In the morning, he would have to go with her to Wanstead to bring in Sir Toby for some hard questioning, but now, here, naked in his solitary bed, he was wide awake and doubted he would ever sleep this night. Soundlessly, he rose and padded across toward the door of his chamber. The candle was snuffed, but he knew this room so well that he did not need light. A loose floorboard creaked beneath his bare foot as he reached the fine
oak door. He stood there, listening. He fancied he could hear breathing on the other side. His hand went to the latch and hesitated, as if he would lift it. But he pulled back and reached, instead, for the bolt. Gently he slid the bolt into its slot, sealing the door. He stood there a few moments longer, before returning to the cheerless comfort of his bed. “Come to me,” she had said. He would not. But what if she were to come to him?

T
HEY SAID FEW WORDS
as they broke fast together on ale, three-day-old bread, and some cold hard-boiled eggs. The air was charged between them, like the sky before a dry summer storm.

As they rode out from the stables, he spotted a watcher on horseback a little way along Dowgate. Well, he would just have to follow them, for it would be impossible to evade detection while riding with Cordelia Le Neve at his side. Anyway, such matters were the least of his concerns. What worried him most was what he was going to do about Sir Toby. He had to be arrested and arraigned for murder, of course, but how was that to be effected while maintaining his relationship with Essex? McGunn, too, would have his own ideas about how justice should be dispensed on Joe’s killer.

In the event, the problem of Sir Toby was taken out of his hands, for he was not at home when they arrived at Le Neve Manor.

“I am afraid I do not know where he has gone, my lady,” said Dodsley. “He asked for his horse to be saddled up and rode off an hour since. He had a sumpter with his court attire and other accoutrements. He was riding with a purpose, as if he had a journey to make. I am certain it was not a morning’s hunting.”

“Well, Mr. Shakespeare,” Cordelia said. “What will you do now?”

“Show me the mace.”

A hundred or so yards away, the horseman who had followed
them sat impassively on his horse.

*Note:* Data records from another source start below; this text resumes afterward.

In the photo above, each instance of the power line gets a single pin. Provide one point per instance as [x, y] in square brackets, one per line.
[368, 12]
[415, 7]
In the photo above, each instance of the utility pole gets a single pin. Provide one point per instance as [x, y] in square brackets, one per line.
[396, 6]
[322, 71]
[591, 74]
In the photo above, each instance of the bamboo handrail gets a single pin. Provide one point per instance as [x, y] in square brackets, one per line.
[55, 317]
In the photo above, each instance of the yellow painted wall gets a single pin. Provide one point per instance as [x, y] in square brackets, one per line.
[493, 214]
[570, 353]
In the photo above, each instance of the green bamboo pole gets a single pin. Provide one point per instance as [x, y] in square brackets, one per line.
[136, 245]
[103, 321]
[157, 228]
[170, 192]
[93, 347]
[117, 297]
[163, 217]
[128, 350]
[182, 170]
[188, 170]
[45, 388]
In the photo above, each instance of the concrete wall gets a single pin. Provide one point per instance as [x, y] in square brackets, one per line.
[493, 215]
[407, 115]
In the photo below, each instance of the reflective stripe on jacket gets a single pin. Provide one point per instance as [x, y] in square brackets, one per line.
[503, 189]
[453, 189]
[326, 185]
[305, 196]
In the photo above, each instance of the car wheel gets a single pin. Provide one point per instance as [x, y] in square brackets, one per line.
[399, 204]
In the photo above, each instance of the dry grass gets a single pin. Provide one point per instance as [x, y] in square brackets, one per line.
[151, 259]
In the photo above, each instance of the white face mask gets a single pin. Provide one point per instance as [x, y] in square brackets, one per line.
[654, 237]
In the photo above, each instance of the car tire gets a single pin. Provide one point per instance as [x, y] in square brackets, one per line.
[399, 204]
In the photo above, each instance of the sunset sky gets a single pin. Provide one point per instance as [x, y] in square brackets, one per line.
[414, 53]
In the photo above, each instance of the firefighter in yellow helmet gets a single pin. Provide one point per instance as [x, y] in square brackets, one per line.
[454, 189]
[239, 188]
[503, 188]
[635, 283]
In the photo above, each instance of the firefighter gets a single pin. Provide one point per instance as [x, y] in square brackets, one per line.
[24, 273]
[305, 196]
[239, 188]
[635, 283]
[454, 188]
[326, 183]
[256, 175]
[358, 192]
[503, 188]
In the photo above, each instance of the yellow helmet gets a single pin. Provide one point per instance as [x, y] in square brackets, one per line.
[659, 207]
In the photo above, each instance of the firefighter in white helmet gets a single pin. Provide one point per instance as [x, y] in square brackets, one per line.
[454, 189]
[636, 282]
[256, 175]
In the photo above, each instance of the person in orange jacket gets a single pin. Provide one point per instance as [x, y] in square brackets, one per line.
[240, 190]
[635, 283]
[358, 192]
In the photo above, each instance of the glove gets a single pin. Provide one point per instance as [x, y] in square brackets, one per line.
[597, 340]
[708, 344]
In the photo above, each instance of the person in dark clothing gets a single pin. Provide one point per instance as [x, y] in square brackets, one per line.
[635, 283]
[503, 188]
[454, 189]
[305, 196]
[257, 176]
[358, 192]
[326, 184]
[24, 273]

Shakespeare stood watching him a moment and then turned to follow Lady Le Neve into the house.

They went to Sir Toby’s private office, where Shakespeare had already seen his clutter of weapons. “Many of these armaments have been in the Le Neve family for generations.” She pointed to a cabinet against a side wall. “It is in there.”

Shakespeare opened the cabinet. Inside, it was dark and dusty. It was packed with old iron—chainmail, a helmet covered in dents, the rusting heads of old halberds and pikes and poleaxes. To the left, barely visible, was a mace. He picked it up by the handle. It was heavy and deadly. The wooden haft was long and ornately carved, the sort used by cavalrymen, who needed longer-handled weapons than the infantry. The head was round and decorated with knobs.